Chapter 17 Key Takeaways: ARM64 Instruction Set

  1. ARM64 arithmetic instructions (ADD, SUB, MUL, AND, ORR, EOR) take three explicit register operands. The destination is always first: ADD Xd, Xn, Xm means Xd = Xn + Xm. Compare to x86-64's two-operand format where the destination is also a source.

  2. The barrel shifter is built into every ARM64 data-processing instruction. ADD X0, X1, X2, LSL #3 computes X0 = X1 + (X2 << 3) in one instruction. This makes array index arithmetic (base + index * element_size) extremely efficient.

  3. ARM64 has no division remainder register. SDIV/UDIV produces only the quotient. To get the remainder, use MSUB X_rem, X_quot, X_divisor, X_dividend (equivalent to remainder = dividend - quotient * divisor).

  4. SMULH/UMULH produce the upper 64 bits of a 128-bit multiply. Use these in sequence with MUL to get the full 128-bit product of two 64-bit values, or to implement fast division by constants via multiply-high + shift.

  5. ARM64 addressing modes are rich: base only, base+immediate offset, base+register offset (with optional shift), pre-indexed ([Xn, #imm]!), and post-indexed ([Xn], #imm).
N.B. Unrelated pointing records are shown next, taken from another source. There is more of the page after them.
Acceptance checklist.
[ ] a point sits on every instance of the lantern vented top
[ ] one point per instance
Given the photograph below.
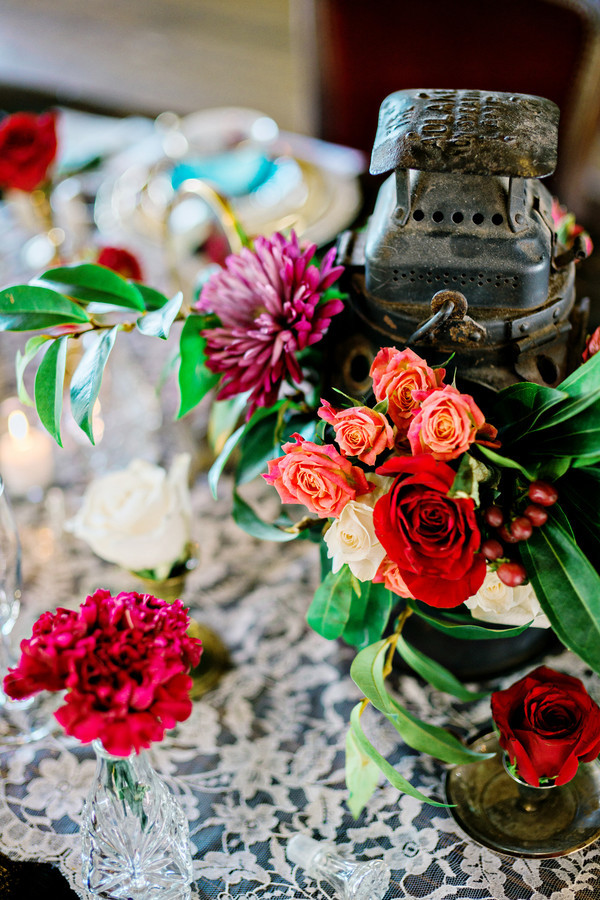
(469, 132)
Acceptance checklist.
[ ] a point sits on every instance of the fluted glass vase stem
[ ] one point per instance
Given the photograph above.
(134, 834)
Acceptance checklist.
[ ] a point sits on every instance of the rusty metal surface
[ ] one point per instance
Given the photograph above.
(474, 132)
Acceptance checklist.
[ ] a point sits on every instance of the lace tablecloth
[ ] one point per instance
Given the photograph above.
(262, 755)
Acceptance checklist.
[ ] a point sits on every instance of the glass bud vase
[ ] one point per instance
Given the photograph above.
(134, 834)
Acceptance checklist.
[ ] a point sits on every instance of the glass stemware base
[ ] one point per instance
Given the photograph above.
(23, 721)
(515, 819)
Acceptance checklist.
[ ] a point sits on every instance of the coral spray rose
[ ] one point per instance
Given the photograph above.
(548, 724)
(446, 423)
(317, 476)
(27, 149)
(592, 345)
(396, 374)
(432, 538)
(359, 431)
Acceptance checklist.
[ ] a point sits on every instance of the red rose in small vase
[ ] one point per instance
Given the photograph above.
(120, 261)
(592, 345)
(27, 149)
(548, 724)
(433, 538)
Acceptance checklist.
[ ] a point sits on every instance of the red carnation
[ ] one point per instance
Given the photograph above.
(548, 724)
(27, 149)
(432, 538)
(124, 662)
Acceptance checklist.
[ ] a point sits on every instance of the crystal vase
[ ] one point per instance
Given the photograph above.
(134, 834)
(20, 720)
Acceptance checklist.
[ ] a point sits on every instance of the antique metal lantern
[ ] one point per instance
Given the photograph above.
(461, 255)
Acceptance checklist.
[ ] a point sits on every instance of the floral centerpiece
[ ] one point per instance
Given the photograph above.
(426, 501)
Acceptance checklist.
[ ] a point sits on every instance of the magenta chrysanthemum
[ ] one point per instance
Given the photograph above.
(268, 303)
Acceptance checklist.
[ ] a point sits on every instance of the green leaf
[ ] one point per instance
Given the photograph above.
(369, 615)
(330, 608)
(258, 446)
(152, 299)
(394, 777)
(430, 739)
(438, 676)
(49, 382)
(261, 439)
(579, 435)
(517, 408)
(580, 490)
(195, 380)
(217, 467)
(22, 360)
(95, 284)
(553, 469)
(223, 418)
(367, 673)
(158, 323)
(248, 521)
(568, 588)
(567, 409)
(585, 378)
(362, 775)
(460, 627)
(470, 474)
(87, 379)
(504, 462)
(28, 307)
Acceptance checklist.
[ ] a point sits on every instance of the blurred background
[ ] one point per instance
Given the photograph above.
(317, 67)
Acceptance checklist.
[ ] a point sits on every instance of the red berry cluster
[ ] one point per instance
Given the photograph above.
(541, 494)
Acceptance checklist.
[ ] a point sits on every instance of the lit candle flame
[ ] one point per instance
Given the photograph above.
(18, 425)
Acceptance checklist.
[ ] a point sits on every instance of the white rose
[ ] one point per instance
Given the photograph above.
(351, 539)
(502, 605)
(138, 518)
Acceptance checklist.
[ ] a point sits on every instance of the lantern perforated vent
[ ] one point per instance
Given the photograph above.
(464, 279)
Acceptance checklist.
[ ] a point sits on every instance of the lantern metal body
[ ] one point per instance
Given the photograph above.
(463, 228)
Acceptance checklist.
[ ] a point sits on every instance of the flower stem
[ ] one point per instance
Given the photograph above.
(393, 639)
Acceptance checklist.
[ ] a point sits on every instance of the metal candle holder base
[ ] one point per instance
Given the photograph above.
(515, 819)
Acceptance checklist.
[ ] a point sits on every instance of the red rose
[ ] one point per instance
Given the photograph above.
(27, 149)
(433, 538)
(548, 724)
(120, 261)
(592, 345)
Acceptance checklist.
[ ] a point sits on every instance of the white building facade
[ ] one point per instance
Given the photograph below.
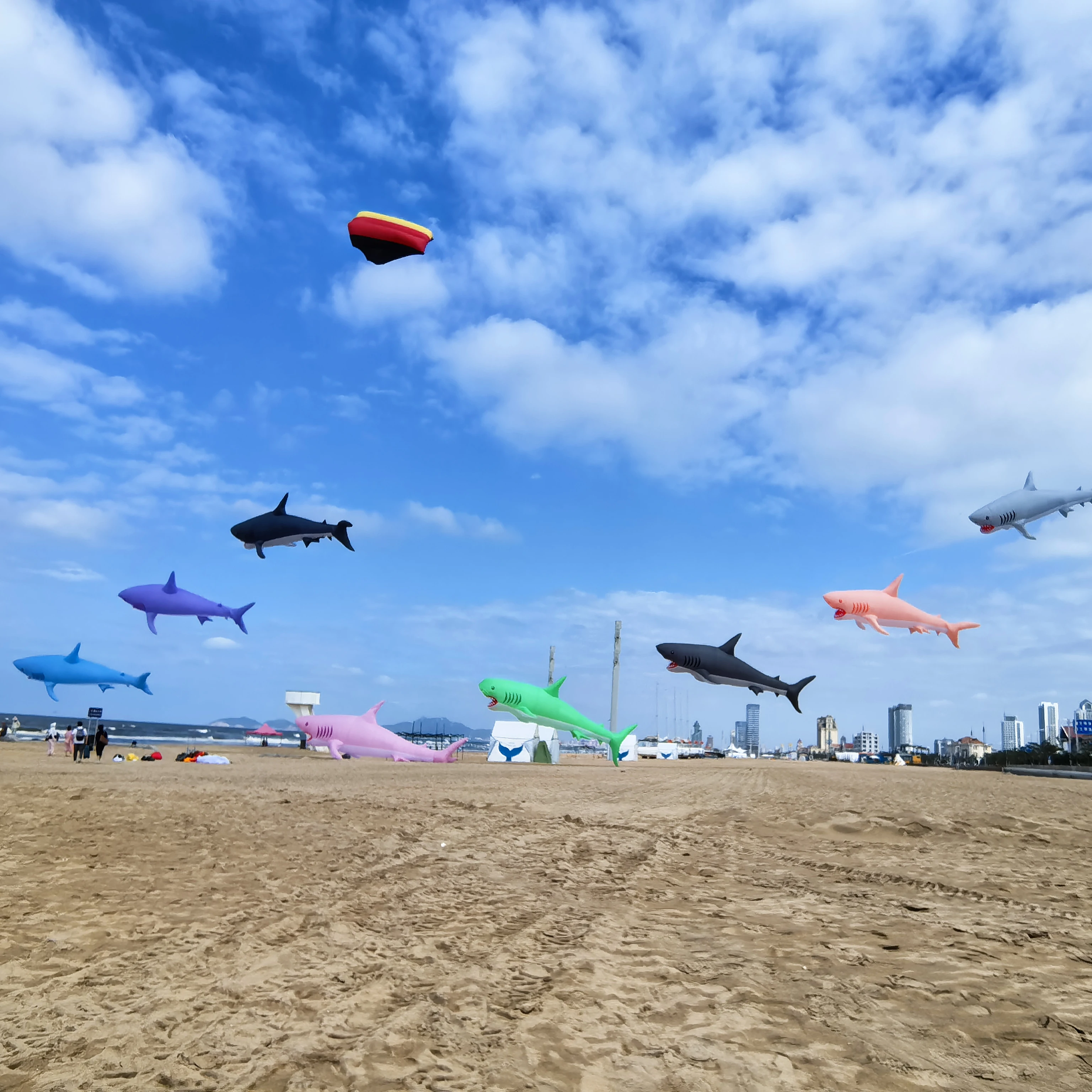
(1012, 733)
(1049, 722)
Pre-indexed updates the base before access; post-indexed updates it after. The ! suffix means write-back.

  6. LDP and STP (load/store pair) transfer two registers in one instruction. The canonical ARM64 function prologue STP X29, X30, [SP, #-16]! saves both frame pointer and link register in one instruction while decrementing SP.

  7. Sized loads (LDRB, LDRH, LDRSB, LDRSH, LDRSW) control zero vs. sign extension. The S in LDRSB/LDRSH/LDRSW means sign-extend. Use sign-extending loads when loading char, short, or int for use in 64-bit arithmetic.

  8. CBZ and CBNZ branch if a register is zero or non-zero without touching flags. These replace the x86-64 TEST reg, reg + JZ/JNZ pattern with a single instruction. TBZ/TBNZ do the same for individual bits.

  9. Conditional branches (B.EQ, B.NE, B.LT, etc.) have only a ±1MB range. Unconditional B has ±128MB range. For farther jumps, load the target address into a register and use BR Xn (indirect branch).

  10. AAPCS64 calling convention: X0-X7 = first 8 arguments, X0 = return value, X19-X28 = callee-saved, X0-X18 = caller-saved. Stack must be 16-byte aligned before any BL instruction.

  11. The canonical function prologue is STP X29, X30, [SP, #-16]! / MOV X29, SP and the epilogue is LDP X29, X30, [SP], #16 / RET. Leaf functions (no calls) can skip saving LR and omit the full prologue.

  12. Linux ARM64 system calls use X8 for the syscall number, X0-X5 for arguments, and SVC #0 to invoke the kernel. ARM64 syscall numbers differ from x86-64: write=64, exit=93, openat=56.

  13. ARM64 has no string instructions (no REP SCASB, REP MOVSB, etc.). Implementing strlen, memcpy, and memset requires explicit byte/word/NEON loops. The NEON SIMD approach (16 bytes at once) is typically used in production libc implementations.

  14. CSEL (conditional select) is ARM64's branchless conditional. CSEL Xd, Xn, Xm, cond selects between two registers without branching — stronger than x86-64's CMOV because it's a full ternary (not a conditional replacement).